Восхитительный цветок нежно-сиреневого цвета с белыми ресничками, напоминающими малюсенькие колокольчики, с приятным тонким ароматом. Глаза неотрывно любуются этим кактусовым лотосом, потому что цветок всеми своими формами напоминает лотос. И глаза преображаются в цветок. Из тёмных они становятся светлыми, когда чётко очерченный чёрный зрачок то расширяется, то сужается, как диафрагма фотоаппарата, обрамленные нежными ресницами. Да, это были очень вдумчивые глаза, и порой они казались столь выразительными, что передавали все оттенки чувств: когда становилось весело, то они светлели, в минуты грусти - темнели до неразличимости зрачка, во время глубоких раздумий - смотрели как бы сами в себя, ибо они могли выразить всё что угодно, от непостижимой мысли до поэтичной нежности, и как будто в них самих, читаем по глазам, можно было узреть самую сокровенную истину. Тёмные волнистые волосы, обрамляющие лицо, и дугообразные брови подчёркивали белизну чистого умного лба.
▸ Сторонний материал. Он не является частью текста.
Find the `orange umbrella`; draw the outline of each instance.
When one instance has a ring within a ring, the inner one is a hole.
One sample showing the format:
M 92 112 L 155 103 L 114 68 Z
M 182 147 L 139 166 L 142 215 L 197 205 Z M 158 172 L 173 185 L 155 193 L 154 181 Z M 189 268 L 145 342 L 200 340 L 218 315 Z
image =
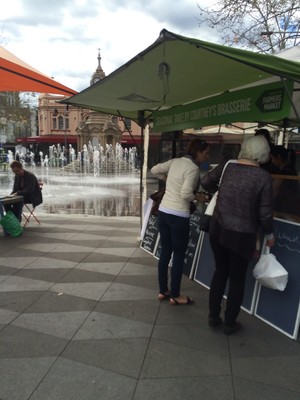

В хранилище редких книг Наумова ежедневно совершала обход своих драгоценных друзей, нежно касаясь переплётов, которые уже одним только видом своим вызывали невольный трепет и сердечное почтение.
Кто-то приоткрыл окно.
Золотистый луч лежал на полу.
Множество парящих пылинок тихо светились в полумраке бесконечных книжных полок, на которых покоились внушительные старинные тома, недовольно зашелестевшие от непрошенного воздуха с улицы, возмутившиеся его губительным для них появлением.
Раздался стук ведра.
Из-за полок выплыла полная фигура в синем халате со шваброй.
- Да это я приоткрыла…
- Ничего… Я сама закрою…
Наумова закрывает окно, проходит, каждый раз, как в первый, настолько она погружена в свой мир, мимо высоких стеллажей с изданиями трехсот- , а то и пятисотлетней давности, замирает на мгновение у солидного тома, как бы оказываясь там и тогда, когда были созданы эти памятники. Перед шкафом с инкунабулами, хранящими многие признаки рукописных книг, Наумова сначала выхватывает взглядом нужное, при этом она надевает белые перчатки, словно хирург перед операцией, затем с немалым усилием, но трепетно, снимает с полки один из почтенных фолиантов.

Несёт, пошаркивая тапочками, к столу, бережно, несмотря на тяжесть, как серебряный поднос с золотым кувшином, наполненным вином вечности, кладёт на застеленный чистым листом белой бумаги стол, слегка наклоняется и вдыхает странную, но такую волнующую смесь запахов воска, краски, бумаги. Голова немножко кружится, отчего Наумова как бы в недомогании опускается на стул, расстегивает медные застёжки, открывает этот внушительный том, хранящий в неподвижности один и тот же текст, но который у допущенных к книге людей, вызывает совершенно различные ассоциации, проводит кончиками пальцев по переплёту, ощущая сквозь ткань перчаток приятную шероховатость, открывает, внимательно рассматривает форзац, переходит к титульному листу и далее к открывающим тайны страницам.

Поток пассажиров внёс Наумову в вагон метро, доставил в середину вагона, и остановил напротив сидящей молоденькой девушки, которая, взглянув на неё, тут же уступила место. Цепочки людей совпадают с цепочками букв, столь же неостановимо перетекающими из одного состояния в другое, из одного смысла в другой, призывая следовать по этой цепочке дальше и дальше, как бегут по цепочкам электроны, зажигая лампочку души. Поблагодарив с улыбкой предупредительную девушку, Наумова опустилась на мягкий диван, достала из сумки очки, протёрла их носовым платком, взяла книгу в кожаной бордовой обложке с закладкой, и побежала электроном по проводам строчек. Вагон, пассажиры, духота - всё исчезло, наступили столь любимые ею мгновения погружения в книгу. Наумова пробовала слова на вкус, восхищаясь умением автора выражать свои мысли столь музыкально и ритмично, параллельно нащупывая собственную цепочку мыслей, бегущих бок о бок с типографским текстом. Она не заметила, как очутилась на своей станции, как до этого автоматически закрыла книгу, как сняла очки, как убрала всё в сумку.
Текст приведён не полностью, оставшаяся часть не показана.